In Shanghai, where there were minor acts of resistance during the two-month lockdown earlier this year, reports say thousands of protestors have taken to the streets over the weekend, with some overtly critical of the Party and its leader, Xi Jinping. Police were seen bundling away those inciting such sentiments.
Protestors also laid flowers in the city’s Urumqi Street in memory of the ten victims of a fire in a locked-down apartment building in the Xinjiang capital on November 24. That deadly event triggered confrontations between residents and authorities amid accusations that residents of the building had not been able to flee and firefighters prevented from arriving by the zero-Covid restrictions (both allegations denied, as would be expected in state media; however on Sunday, Beijing authorities announced a ban on barricading the entrance gates of buildings under lockdown).
Mass protest movements everywhere tend to have a trigger event, often something not so out of the ordinary but occurring at the right moment to kindle smouldering discontent. The Urumqi fire may prove to be that, although equally, the leadership will move rapidly to extinguish any movement that might challenge it.
Beyond the street scuffles from Guangzhou to Lasha and Zhengzhou, there are incipient signs of anti-regime protest in the white banners in Shanghai and white sheets of paper held by students protesting in Beijing and Nanjing, both anti-censorship symbols that were also used by pro-democracy protestors in Hong Kong. Unverified videos on social media also show students chanting in support of freedom and democracy.
The frustrations and exhaustion of coming up to three years of strict zero-Covid restrictions, quarantines and testing are difficult to imagine elsewhere, where living with the pandemic has become the standard public health policy response. Allowing some dissent to blow off steam is a necessary safety valve in China; regulating it will be the challenge for authorities.
Beijing is boxed in. Zero-Covid is a policy closely attached to Xi and one to which he has repeatedly re-committed. Politically, it cannot be jettisoned overnight.

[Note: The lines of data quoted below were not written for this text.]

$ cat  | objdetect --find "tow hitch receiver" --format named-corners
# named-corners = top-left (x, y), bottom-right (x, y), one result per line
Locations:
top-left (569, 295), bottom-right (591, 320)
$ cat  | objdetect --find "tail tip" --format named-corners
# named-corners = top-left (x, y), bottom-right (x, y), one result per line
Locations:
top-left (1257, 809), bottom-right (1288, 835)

China’s low vaccination rates among the elderly, especially those over 80, plateauing booster rates and relatively ineffective vaccines compared to the Western mRNA shots that China refused to import make the health risks of lifting the policy unacceptably high. Hospitals would likely be swamped and a wave of mortality would undermine the Party’s narrative of its care for the people in contrast to the hundreds of thousands of deaths accepted by Western governments in their rush to open up for economic reasons.

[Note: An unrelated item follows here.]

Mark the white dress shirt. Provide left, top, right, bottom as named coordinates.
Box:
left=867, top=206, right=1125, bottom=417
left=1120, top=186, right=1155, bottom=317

Efforts to administer the zero-Covid policy more flexibly, including targetted rather than citywide lockdowns and less stringent quarantine rules, have been stymied by the repeated surges of infection caused by the omicron variant of the virus. Finding euphemisms for ‘lockdown’ has become a cottage industry among officials as large city after large city experiences new outbreaks requiring suppression.
The virus has adapted but China’s response to it has not.
Last week, China recorded its highest number of daily Covid cases since the pandemic began, 31,527 cases, a relatively tiny number for a country of 1.4 billion people and having an official Covid death toll of 5,200. That is three deaths per million of the population, compared with a rate a thousand times that in the United States.
China’s zero-Covid policy has saved lives, albeit at a high cost to economic activity. That cost is becoming potentially higher with reports that the giant electronics contract manufacturer, Foxconn, plans to shift half of Apple’s iPhone production from China to India in what would be Covid’s first major impact event on a global value chain.
Hitherto, the leadership has been prepared to accept the economic costs for political reasons. The question now is, how high a price in social stability on top of that will it be prepared to tolerate before the inevitable crackdown occurs.
Update: Protests in Shanghai and Beijing continued for a second night on Sunday.